CodePudding user response:
This is working as intended.
targetAverageUtilization
is an average over all the matching Pods that is targeted.
The idea of HPA is:
- scale up? We have 2 Pods, average memory utilization is only 59%, this is under 90%, no need to scale up
- scale down? Since 59% is the average for 2 Pods under the current load, then if there was only one Pod taking all load it would raise to 59%*2=118% utilization, which is over 90% so we need to scale up again, so not scaling down
CodePudding user response:
The horizontal pod autoscaler has a very specific formula for calculating the target replica count:
desiredReplicas = ceil[currentReplicas * ( currentMetricValue / desiredMetricValue )]

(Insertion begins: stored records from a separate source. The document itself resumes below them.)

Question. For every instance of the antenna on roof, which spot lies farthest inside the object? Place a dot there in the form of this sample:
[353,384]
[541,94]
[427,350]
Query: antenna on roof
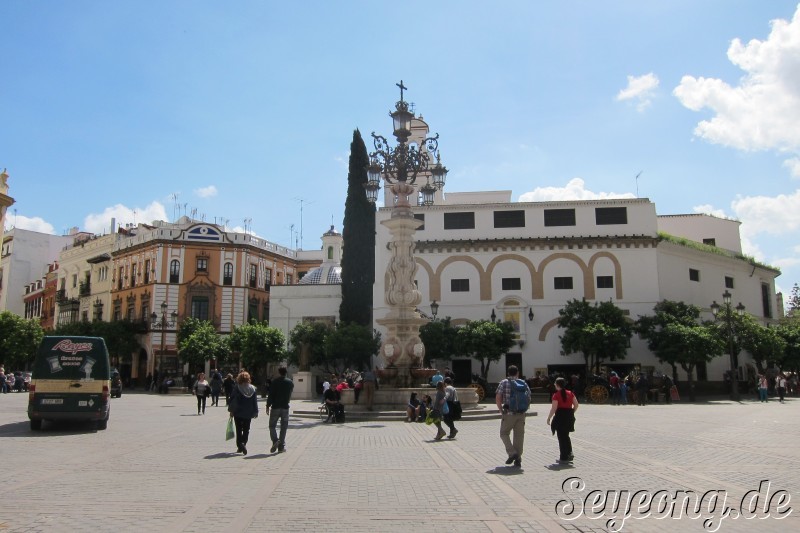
[637,182]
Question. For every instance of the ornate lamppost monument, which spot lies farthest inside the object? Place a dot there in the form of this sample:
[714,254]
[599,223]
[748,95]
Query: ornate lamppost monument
[728,319]
[400,167]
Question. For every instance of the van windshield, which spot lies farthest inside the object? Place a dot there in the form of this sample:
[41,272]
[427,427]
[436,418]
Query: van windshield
[73,358]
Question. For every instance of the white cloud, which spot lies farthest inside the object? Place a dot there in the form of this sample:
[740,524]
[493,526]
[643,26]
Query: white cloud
[640,89]
[29,223]
[206,192]
[101,223]
[763,110]
[793,165]
[574,190]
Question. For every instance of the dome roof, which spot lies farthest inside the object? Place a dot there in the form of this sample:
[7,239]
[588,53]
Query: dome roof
[323,275]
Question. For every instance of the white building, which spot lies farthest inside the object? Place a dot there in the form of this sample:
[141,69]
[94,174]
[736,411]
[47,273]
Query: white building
[25,257]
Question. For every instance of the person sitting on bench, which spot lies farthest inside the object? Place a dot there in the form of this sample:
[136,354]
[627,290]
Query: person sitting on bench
[333,403]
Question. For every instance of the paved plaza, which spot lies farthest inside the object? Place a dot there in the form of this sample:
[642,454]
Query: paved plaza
[160,467]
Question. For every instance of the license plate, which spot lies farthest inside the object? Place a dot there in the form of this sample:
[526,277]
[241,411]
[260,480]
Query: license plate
[52,401]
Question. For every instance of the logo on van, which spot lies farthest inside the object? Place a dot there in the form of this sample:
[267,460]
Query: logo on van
[73,347]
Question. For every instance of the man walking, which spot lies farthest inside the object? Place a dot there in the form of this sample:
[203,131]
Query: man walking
[280,392]
[368,380]
[513,399]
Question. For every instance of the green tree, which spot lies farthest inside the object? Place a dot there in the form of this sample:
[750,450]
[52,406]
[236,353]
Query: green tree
[600,332]
[358,236]
[258,344]
[439,338]
[350,346]
[308,336]
[202,345]
[485,341]
[19,340]
[675,336]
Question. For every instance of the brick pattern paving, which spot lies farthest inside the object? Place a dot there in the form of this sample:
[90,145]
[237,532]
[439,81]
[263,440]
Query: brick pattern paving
[160,467]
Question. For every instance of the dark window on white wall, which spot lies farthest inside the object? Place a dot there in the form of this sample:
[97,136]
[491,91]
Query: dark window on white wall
[459,285]
[765,300]
[611,215]
[605,282]
[559,217]
[464,220]
[562,283]
[509,219]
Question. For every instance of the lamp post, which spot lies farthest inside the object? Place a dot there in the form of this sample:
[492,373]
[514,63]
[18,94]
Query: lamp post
[163,323]
[728,318]
[401,167]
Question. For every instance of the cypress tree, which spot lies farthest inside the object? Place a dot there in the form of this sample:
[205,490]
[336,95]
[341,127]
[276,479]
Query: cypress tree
[358,236]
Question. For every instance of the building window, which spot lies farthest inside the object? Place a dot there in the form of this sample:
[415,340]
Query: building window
[253,275]
[562,283]
[765,300]
[200,307]
[509,219]
[227,274]
[611,215]
[605,282]
[174,271]
[459,285]
[465,220]
[559,217]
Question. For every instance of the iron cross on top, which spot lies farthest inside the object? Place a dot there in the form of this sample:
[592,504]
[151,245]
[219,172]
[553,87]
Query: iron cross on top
[402,88]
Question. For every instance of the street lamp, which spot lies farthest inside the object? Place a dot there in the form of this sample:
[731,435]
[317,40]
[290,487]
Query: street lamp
[163,323]
[728,318]
[401,167]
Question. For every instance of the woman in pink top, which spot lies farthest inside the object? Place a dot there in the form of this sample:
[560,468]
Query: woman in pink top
[562,419]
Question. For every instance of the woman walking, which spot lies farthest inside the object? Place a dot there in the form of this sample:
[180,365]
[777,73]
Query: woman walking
[439,407]
[450,395]
[562,419]
[201,389]
[243,407]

With the output you show, currentMetricValue
is 59% and desiredMetricValue
is 90%. Multiplying that by the currentReplicas
of 2, you get about 1.3 replicas, which gets rounded up to 2.
This formula, and especially the ceil()
round-up behavior, can make HPA very slow to scale down, especially with a small number of replicas.
More broadly, autoscaling on Kubernetes-observable memory might not work the way you expect. Most programming languages are garbage-collected (C, C , and Rust are the most notable exceptions) and garbage collectors as a rule tend to allocate a large block of operating-system memory and reuse it, rather than return it to the operating system if load decreases. If you have a pod that reaches 90% memory from the Kubernetes point of view, its possible that memory usage will never decrease. You might need to autoscale on a different metric, or attach an external metrics system like Prometheus to get more detailed memory-manager statistics you can act on.